# Anyone Use The Odyssea Dual T5HO Lights??



## JEden8 (Nov 11, 2010)

Curious if anyone has any input on this light:

http://cgi.ebay.com/24-30-T5-HO-Light-Hood-Aquarium-Marine-Cichlid-48W-/110611772602?pt=LH_DefaultDomain_0&hash=item19c0f9b4ba#ht_1476wt_907

I'm looking for some new T5HO lights but am on a tight budget. The other one that I was looking at was this:

http://www.petco.com/product/111939/Zoo-Med-AquaSun-T-5-HO-Double-Light-Linear-Fluorescent-Hood.aspx?CoreCat=OnSiteSearch

Or even this:

http://www.fosterandsmithaquatics.com/product/prod_display.cfm?c=3578+3733+22442&pcatid=22442&s=lh

Any advice?


----------



## joshvito (Apr 6, 2009)

you may want to check out http://www.fishneedit.com/t5ho-ligh.html
I haven't ordered from there, but have read good things on this forum.

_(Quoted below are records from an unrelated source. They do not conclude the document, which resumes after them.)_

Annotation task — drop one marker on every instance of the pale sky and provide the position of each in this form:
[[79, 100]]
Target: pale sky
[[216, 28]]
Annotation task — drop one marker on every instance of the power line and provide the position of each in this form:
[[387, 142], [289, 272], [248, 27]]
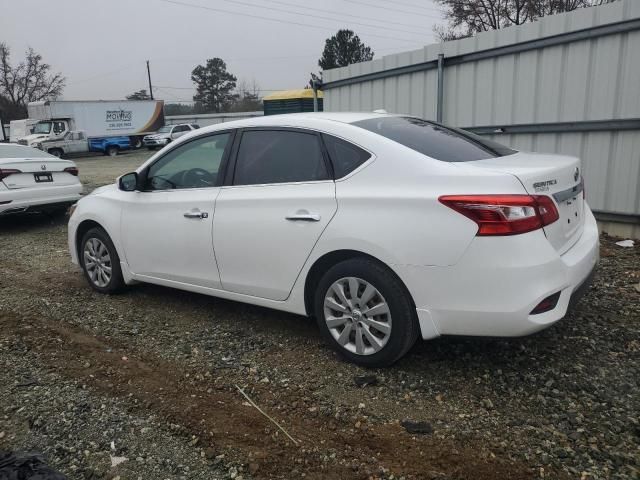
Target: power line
[[278, 20], [431, 8], [193, 88], [276, 9], [106, 74], [347, 15], [389, 8]]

I am a big fan of Current USA fixtures, I get mine from Bigalsonline
http://www.bigalsonline.com/Fish_Lighting_Light-Fixtures_T5-HO-T5_Nova-Extreme-T5-High-Output-X2-Lighting-Fixtures_9916161_82.html?tc=fish


----------



## JEden8 (Nov 11, 2010)

Thanks for the reply johsvito. Those lights look like a better deal. The ones on ebay were a setup for a marine that I just realized and the one at Petco did not come with any bulbs. I also came across this as well:

http://www.ahsupply.com/36-55w.htm

If I did just 1 55 watt 6700K light and mount it in my old Aqueon lid? From the specs everything should fit in there.


----------



## plamski (Oct 27, 2009)

I have 4 of those Odyssea fixtures with 6700K bulbs for more than 1.5 years-very happy


----------